Davis's stories often have to do with perceptual differences and difficulties, and the distance between people who are attempting to communicate. She also seems preoccupied with movement and stagnation, and how attempts at communication affect that movement—or fail to affect it. Here, for example, is one of my favorite stories, "In the Garment District":
A man has been making deliveries in the garment district for years now: every morning he takes the same garments on a moving rack through the streets to a shop and every evening takes them back again to the warehouse. This happens because there is a dispute between the shop and the warehouse which cannot be settled: the shop denies it ever ordered the clothes, which are badly made and of cheap material and by now years out of style; while the warehouse will not take responsibility because the clothes cannot be returned to the wholesalers, who have no use for them. To the man all this is nothing. They are not his clothes, he is paid for this work, and he intends to leave the company soon, though the right moment has not yet come.

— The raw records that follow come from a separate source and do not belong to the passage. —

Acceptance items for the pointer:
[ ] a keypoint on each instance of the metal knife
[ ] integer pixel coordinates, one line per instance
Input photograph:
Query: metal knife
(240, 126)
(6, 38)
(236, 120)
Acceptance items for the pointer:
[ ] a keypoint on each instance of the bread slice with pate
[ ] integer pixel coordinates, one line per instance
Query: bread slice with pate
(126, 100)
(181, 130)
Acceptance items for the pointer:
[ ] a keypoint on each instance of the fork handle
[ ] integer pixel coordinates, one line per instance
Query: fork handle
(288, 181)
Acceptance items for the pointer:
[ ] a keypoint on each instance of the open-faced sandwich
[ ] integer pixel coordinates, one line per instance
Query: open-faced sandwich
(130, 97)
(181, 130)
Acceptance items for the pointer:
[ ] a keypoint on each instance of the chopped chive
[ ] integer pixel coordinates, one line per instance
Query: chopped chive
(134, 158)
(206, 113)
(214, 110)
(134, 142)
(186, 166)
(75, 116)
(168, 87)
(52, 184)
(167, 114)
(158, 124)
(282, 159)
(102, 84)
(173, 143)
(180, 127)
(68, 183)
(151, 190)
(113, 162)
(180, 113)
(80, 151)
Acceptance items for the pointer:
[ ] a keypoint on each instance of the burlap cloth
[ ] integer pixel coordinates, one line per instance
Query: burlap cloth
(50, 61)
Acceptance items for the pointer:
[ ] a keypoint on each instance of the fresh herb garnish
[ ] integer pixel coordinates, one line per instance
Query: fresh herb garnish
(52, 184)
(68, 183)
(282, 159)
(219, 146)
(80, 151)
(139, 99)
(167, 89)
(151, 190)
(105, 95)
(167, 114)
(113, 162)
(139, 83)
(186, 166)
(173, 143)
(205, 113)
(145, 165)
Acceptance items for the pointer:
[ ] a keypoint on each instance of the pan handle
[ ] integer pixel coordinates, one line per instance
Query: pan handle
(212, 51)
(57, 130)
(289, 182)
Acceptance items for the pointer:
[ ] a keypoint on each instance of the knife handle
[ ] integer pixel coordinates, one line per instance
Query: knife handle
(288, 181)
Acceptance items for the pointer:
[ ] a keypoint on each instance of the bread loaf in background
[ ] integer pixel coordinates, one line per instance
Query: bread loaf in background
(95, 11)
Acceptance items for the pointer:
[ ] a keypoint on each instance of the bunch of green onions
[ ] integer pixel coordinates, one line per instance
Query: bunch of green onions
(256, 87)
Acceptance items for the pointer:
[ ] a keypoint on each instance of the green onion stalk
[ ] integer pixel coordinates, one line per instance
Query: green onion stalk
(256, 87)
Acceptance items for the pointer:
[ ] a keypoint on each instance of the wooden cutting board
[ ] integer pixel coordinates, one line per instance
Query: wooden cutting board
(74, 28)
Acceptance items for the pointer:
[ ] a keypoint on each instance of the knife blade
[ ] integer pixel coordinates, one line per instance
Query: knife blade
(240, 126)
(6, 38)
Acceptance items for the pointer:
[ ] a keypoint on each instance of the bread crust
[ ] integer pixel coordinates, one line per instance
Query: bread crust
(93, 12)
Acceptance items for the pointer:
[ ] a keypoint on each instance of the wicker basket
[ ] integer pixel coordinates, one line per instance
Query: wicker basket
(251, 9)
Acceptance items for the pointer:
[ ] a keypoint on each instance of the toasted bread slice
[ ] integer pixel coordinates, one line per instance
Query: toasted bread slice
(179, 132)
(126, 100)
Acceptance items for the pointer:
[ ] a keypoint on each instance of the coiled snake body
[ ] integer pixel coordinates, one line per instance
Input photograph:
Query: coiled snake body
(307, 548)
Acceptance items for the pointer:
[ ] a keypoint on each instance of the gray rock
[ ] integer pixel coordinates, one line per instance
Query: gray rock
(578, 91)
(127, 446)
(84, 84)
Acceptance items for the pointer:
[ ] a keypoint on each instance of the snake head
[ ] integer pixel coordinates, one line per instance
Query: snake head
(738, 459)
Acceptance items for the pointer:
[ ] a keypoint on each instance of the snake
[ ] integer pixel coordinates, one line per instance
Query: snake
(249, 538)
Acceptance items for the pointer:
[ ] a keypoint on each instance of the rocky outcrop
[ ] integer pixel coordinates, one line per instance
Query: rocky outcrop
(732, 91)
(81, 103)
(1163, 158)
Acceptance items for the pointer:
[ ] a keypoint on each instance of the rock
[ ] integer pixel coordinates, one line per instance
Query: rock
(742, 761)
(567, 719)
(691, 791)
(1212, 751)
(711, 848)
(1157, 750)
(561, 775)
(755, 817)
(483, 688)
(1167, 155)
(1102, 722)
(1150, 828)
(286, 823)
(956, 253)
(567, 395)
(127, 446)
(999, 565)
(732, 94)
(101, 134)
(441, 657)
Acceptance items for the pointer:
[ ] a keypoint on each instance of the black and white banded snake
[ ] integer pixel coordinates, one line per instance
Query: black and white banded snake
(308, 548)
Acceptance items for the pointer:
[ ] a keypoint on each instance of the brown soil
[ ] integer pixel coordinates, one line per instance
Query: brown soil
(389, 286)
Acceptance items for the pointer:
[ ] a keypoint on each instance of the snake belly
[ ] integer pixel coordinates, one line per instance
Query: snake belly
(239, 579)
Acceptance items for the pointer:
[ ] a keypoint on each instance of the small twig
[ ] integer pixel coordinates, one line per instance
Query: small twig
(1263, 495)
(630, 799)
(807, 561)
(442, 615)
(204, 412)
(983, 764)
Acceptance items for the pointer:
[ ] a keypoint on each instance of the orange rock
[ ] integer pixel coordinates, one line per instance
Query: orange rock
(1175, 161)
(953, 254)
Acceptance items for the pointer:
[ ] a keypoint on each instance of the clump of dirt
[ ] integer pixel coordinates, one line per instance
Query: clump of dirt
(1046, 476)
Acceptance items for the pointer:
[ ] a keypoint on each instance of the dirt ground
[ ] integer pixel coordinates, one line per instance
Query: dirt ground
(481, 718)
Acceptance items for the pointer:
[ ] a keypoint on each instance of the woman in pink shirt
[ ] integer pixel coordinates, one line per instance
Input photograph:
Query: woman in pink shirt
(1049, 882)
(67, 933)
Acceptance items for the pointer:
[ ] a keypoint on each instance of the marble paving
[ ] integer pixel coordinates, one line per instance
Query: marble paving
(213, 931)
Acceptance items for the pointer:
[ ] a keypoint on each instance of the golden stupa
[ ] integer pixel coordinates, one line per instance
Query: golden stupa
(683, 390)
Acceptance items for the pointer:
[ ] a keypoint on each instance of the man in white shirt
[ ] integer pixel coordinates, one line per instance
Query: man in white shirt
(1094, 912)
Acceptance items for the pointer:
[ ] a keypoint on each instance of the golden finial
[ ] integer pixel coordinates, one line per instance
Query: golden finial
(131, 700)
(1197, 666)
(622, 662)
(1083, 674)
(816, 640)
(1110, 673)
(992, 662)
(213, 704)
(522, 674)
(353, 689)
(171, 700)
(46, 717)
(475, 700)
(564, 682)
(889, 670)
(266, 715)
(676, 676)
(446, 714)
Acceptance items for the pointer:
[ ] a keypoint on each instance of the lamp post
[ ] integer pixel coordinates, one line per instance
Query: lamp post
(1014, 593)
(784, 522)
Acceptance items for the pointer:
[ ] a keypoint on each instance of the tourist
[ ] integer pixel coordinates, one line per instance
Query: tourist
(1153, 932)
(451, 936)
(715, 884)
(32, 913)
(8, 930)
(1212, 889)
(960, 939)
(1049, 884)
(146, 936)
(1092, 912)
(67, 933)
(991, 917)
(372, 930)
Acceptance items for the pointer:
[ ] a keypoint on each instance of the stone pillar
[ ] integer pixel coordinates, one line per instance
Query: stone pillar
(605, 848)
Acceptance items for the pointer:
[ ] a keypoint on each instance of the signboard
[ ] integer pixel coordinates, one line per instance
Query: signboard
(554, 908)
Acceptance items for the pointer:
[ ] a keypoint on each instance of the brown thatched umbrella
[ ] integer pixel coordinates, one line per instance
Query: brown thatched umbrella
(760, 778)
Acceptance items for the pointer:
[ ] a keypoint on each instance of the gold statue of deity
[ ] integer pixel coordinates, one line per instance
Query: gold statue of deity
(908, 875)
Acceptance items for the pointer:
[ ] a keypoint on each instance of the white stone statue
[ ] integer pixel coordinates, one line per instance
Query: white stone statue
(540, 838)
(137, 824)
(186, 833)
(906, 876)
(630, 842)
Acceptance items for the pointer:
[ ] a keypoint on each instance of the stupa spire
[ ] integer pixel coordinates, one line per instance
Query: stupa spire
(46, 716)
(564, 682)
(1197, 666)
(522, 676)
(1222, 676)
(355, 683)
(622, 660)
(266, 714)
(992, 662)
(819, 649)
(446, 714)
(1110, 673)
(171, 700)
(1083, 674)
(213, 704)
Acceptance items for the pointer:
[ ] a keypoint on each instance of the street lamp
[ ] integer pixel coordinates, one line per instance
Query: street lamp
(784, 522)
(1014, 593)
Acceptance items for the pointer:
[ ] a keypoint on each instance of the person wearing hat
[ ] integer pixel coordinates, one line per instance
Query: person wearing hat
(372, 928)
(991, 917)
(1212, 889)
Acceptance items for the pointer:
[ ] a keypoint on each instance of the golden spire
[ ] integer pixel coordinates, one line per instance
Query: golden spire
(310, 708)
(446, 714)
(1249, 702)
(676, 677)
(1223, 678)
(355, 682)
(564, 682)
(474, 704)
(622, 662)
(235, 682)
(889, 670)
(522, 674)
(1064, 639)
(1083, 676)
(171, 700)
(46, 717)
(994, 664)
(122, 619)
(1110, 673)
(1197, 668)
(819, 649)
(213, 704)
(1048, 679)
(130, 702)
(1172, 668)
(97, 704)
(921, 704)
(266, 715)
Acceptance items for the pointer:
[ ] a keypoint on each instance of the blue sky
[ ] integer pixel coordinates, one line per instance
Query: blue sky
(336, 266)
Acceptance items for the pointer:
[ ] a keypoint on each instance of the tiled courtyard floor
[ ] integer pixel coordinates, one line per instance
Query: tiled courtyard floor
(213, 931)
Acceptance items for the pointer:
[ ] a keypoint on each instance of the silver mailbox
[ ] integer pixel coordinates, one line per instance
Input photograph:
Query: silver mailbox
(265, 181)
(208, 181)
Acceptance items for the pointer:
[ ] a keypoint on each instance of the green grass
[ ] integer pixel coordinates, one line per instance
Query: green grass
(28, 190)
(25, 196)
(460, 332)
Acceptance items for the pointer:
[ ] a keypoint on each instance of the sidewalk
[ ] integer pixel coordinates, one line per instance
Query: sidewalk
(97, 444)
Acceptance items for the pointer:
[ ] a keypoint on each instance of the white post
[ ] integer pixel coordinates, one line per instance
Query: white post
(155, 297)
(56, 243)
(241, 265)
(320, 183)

I think this may be one of the most perfect stories I have ever read, although I still don't totally understand why I feel that way. Despite its brevity, it has such flow and texture; the way the long, bustling sentence about the complex shop/warehouse dynamic is followed by the stillness of "To the man all this is nothing," for example. It's as if the ludicrous tension building between the shop and the warehouse, the speaker's (or reader's) incredulity, even anger, at this bizarre situation in which a man is getting paid to transport the same clothes back and forth day after day, suddenly just...breaks. The building frustration of the first sentences is suddenly dispelled: nothing need change about this daily routine, because of the still waters of the man's indifference. The last portion of the final sentence, that the man "intends to leave the company soon, though the right moment has not yet come," deposits the reader softly into a state of stasis which, though indefinite, may nonetheless break at any time.
There are longer stories in Almost No Memory, including one I particularly loved involving a speaker who was once taken with the idea of marrying a cowboy. In some cases these longer pieces feel more like traditional "stories" to me, although in other cases, like the sad and excellent "Glen Gould," they maintain Davis's unique quality of laconically considering a situation while refusing to reach resolution. Several stories, in particular "The Center of the Story" and "What was Interesting" are metafictions (unsurprising considering that Davis was once married to Paul Auster), but, I thought, very successful in managing to carry emotional weight as well as being clever bits of writing-about-writing-about-writing.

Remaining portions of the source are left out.